Снежный Цветок и заветный веер - Лиса Си
Шрифт:
Интервал:
Закладка:
В этот раз, когда мы со Снежным Цветком посетили Храм Гупо, благодарности, которые мы возносили, были глубокими и шли от самого сердца. Мы совершили жертвоприношения, делая коутоу в благодарность за то, что мы выжили. Затем, взявшись за руки, мы пошли к продавцу таро. Сидя у него, мы говорили о будущем наших дочерей и обсуждали способы бинтования, при помощи которых можно было непременно добиться совершенных «золотых лилий». Вернувшись домой, мы занялись приготовлением бинтов, покупкой смягчающих трав, вышиванием крошечных туфелек алтаря богини Гуаньинь, изготовлением клейких рисовых шариков для пожертвований Девушке с Крошечными Ногами и кормили своих дочерей клецками из красных бобов, чтобы размягчить их косточки. Каждая из нас переговорила с Мадам Ван о союзе между нашими дочерьми. Когда мы со Снежным Цветком встретились снова, мы стали сравнивать наши беседы, потешаясь над тем, что напудренное лицо и лукавые речи Мадам Ван нисколько не изменились.
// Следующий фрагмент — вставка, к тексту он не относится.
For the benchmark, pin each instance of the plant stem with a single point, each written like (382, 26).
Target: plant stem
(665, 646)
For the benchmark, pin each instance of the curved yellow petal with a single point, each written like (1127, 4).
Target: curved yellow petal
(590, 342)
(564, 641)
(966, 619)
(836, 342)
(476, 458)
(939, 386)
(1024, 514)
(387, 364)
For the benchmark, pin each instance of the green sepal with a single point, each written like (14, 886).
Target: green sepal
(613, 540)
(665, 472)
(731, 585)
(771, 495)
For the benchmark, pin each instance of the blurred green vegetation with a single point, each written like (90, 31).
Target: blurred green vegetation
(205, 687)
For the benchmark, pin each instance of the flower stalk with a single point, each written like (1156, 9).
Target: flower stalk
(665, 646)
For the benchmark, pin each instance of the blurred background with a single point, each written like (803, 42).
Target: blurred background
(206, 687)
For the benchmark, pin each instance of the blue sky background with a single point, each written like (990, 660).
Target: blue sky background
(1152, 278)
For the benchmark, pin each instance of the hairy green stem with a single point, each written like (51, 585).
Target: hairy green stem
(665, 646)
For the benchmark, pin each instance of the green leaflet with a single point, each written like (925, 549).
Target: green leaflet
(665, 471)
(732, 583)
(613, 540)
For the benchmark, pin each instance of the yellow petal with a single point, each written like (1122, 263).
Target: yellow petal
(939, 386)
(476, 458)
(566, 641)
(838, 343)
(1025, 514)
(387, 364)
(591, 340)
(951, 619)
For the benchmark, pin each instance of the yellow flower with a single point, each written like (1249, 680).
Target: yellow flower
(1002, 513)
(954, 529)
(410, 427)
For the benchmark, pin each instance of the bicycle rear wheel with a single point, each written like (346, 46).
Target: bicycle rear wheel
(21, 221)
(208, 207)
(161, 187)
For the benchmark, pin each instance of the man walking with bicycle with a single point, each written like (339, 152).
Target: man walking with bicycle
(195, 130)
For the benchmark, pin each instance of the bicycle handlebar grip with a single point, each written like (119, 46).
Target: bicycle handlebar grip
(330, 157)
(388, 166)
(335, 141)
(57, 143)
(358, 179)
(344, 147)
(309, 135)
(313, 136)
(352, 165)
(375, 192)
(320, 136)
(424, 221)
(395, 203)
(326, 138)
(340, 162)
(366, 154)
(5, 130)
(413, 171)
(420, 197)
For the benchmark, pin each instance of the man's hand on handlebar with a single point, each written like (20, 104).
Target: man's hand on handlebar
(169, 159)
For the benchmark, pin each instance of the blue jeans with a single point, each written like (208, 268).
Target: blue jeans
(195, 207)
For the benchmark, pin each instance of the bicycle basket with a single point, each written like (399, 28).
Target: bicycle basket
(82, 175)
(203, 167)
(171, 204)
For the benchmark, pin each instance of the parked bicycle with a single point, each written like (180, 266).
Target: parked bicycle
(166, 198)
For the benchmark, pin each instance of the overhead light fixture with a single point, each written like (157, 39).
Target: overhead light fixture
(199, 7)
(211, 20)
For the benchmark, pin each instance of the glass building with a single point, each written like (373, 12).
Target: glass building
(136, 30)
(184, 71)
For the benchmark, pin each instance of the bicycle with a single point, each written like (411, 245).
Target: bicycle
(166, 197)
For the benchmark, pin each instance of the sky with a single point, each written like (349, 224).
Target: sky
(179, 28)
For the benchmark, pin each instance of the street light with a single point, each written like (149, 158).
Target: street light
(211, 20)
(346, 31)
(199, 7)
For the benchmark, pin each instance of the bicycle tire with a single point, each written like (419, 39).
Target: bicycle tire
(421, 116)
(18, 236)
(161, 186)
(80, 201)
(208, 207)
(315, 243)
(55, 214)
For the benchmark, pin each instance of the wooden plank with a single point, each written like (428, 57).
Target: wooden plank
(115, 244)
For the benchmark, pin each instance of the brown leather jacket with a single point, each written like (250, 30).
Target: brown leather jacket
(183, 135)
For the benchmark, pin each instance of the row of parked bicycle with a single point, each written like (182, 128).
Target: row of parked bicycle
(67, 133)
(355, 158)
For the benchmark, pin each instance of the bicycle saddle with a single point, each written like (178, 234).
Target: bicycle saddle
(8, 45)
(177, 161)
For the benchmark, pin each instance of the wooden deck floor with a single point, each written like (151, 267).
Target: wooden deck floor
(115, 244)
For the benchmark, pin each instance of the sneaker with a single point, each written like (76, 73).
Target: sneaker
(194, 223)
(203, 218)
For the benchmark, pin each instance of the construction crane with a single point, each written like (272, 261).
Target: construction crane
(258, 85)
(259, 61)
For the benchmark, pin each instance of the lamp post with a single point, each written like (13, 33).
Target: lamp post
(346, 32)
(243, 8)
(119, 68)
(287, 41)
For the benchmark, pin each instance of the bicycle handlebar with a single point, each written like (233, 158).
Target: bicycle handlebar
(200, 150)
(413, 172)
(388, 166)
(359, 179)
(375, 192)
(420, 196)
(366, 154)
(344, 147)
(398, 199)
Даже сейчас, вспоминая эти месяцы весны и начала лета, я вижу, как безоглядно счастлива я была. У меня была моя семья, и у меня была моя лаотун. Как я уже говорила, я выздоравливала. А Снежный Цветок — нет. Она не набрала вес, который потеряла, пока мы были в горах. Она только поклевывала еду — несколько зернышек риса, пару кусочков овощей, — предпочитая пить чай. Ее кожа снова стала белой, но щеки так и не округлились. Когда она приехала в Тункоу, я предложила ей навестить ее старых подруг, но она вежливо отказалась, сказав: «Они не захотят видеть меня» или «Они не помнят меня». Я приставала к ней до тех пор, пока она не согласилась пойти вместе со мной на церемонию Сидения и Пения к девушке Лу здесь, в Тункоу, которая приходилась Снежному Цветку четвероюродной сестрой и жила в доме рядом с моим.
После полудня мы со Снежным Цветком сидели в верхней комнате, я вышивала, а она смотрела сквозь решетку окна, и мысли ее витали далеко. Она будто бы наконец спрыгнула со скалы в тот наш последний день в горах и продолжала находиться в беззвучном падении. Я видела ее печаль, но отказывалась принимать ее. Мой муж несколько раз предупреждал меня. «Ты сильная, — сказал он однажды вечером, когда Снежный Цветок уехала в Цзиньтянь. — Ты вернулась с гор, и заставляешь меня каждый день гордиться тем, как ты ведешь дом и подаешь хороший пример всем женщинам в нашей деревне. Но ты — не сердись на меня, пожалуйста, — ты становишься слепой, когда видишь свою половинку. Она не во всех отношениях твоя половинка. Может быть, то, что произошло прошлой зимой, было для нее чересчур тяжелым испытанием. Я не знаю ее достаточно хорошо, но ты-то видишь, что она делает хорошую мину при плохой игре. Тебе потребовалось много лет, чтобы понять это, но не каждый мужчина похож на твоего мужа».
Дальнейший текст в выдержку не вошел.